Take a moment to think about that. A woman. Kicked off a plane. For feeding her child. Why should that sentence be any different with the word “breast” in it?
I know what you’re thinking. You’re thinking “Clearly the airline thought those breasts could be a threat to our national security.” And I can’t argue with that. Breasts are obviously weapons of terror, and babies? Oh, don’t get me started on the danger of babies.
The only other explanation is that we as a society are so uncomfortable with breastfeeding that the idea of ejecting a family from a plane because the mother refused the suggestion of covering her baby’s head with a blanket while he nursed sounds reasonable because breastfeeding? Inherently immodest. Obscene.
“A breast-feeding mother is perfectly acceptable on an aircraft, providing she is feeding the child in a discreet way,” that does not bother others, said Paul Skellon, spokesman for Phoenix-based Freedom. “She was asked to use a blanket just to provide a little more discretion, she was given a blanket, and she refused to use it, and that’s all I know.”

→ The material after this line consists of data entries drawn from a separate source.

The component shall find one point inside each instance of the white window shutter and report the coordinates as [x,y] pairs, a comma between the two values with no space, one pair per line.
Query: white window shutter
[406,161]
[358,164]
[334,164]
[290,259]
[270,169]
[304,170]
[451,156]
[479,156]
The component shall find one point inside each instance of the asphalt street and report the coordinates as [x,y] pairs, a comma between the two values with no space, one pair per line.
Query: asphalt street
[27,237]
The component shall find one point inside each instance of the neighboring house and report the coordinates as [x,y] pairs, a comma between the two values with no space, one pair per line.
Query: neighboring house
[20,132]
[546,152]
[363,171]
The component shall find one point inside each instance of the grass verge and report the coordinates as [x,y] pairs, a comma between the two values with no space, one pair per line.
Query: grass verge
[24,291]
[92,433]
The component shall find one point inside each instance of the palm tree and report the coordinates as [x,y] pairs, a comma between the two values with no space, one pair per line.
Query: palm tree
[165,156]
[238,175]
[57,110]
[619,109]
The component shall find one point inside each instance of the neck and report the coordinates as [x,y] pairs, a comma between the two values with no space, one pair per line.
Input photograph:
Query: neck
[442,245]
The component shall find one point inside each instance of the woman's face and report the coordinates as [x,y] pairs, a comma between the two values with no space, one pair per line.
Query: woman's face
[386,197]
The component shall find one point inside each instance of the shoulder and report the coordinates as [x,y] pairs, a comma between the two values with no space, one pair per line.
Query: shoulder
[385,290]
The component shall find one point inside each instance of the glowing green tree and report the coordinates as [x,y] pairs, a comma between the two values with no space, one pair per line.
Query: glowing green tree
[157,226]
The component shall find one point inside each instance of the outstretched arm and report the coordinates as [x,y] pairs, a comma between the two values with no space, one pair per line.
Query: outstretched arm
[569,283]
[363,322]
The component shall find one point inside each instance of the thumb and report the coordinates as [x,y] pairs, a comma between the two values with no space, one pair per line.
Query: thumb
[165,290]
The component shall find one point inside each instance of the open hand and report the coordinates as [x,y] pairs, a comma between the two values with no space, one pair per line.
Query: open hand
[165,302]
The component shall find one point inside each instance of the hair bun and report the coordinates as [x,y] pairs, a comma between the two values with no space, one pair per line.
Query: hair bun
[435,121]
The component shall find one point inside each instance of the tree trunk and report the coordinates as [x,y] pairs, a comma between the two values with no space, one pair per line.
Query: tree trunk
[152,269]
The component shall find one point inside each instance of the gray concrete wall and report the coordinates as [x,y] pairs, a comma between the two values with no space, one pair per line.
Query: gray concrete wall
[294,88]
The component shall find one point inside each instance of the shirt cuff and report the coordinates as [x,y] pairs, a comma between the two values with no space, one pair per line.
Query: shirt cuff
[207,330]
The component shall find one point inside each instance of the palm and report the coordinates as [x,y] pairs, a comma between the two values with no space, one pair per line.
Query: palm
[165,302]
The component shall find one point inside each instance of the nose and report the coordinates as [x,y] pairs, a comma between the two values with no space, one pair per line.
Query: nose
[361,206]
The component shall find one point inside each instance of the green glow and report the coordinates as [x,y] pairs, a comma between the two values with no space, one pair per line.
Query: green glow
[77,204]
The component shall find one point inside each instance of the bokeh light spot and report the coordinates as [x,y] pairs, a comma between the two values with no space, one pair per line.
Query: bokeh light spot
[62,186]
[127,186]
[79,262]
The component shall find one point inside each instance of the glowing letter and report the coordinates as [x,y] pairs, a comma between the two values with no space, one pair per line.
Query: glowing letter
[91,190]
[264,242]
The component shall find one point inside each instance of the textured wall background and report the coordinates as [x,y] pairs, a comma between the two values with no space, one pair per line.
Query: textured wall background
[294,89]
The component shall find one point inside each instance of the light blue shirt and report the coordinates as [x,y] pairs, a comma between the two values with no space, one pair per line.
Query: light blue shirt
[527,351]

And a mother should feed her child discreetly…why? Food consumption is allowed on airlines. Flight attendants regularly hand passengers food items, which they can consume at their leisure. I have eaten food on a flight in the past, and I do not recall ever being told that I must do so discreetly, under a blanket, to spare my fellow passengers embarassment. Does bottle-feeding require discretion? Do flight attendants demand that bottle-feeding children eat under cover?
And if it’s a breast issue, what exactly do we intend to do about women in low-cut blouses? Are they given blankets? (I’m entertained to no end by this idea, but that’s neither here nor there.) Even the most eagle-eyed fellow passenger, craning his or her neck to ogle the breastfeeding mother, can see no more exposed breast than is visible in your average tank top. Then again, we are a society who collectively panicked by the momentary glimpse of Janet Jackson’s nipple. Go, us.
Delta and Freedom airlines: feeding a child is not immodest. It does not require discretion. If a mother chooses for her own comfort to cover up while breastfeeding: fine. Some mothers do, and there’s nothing wrong with that. But it does not suggest that it’s a requirement.
Let’s all take a moment to tell Delta how utterly ridiculous this whole thing is. Shame on you, Delta.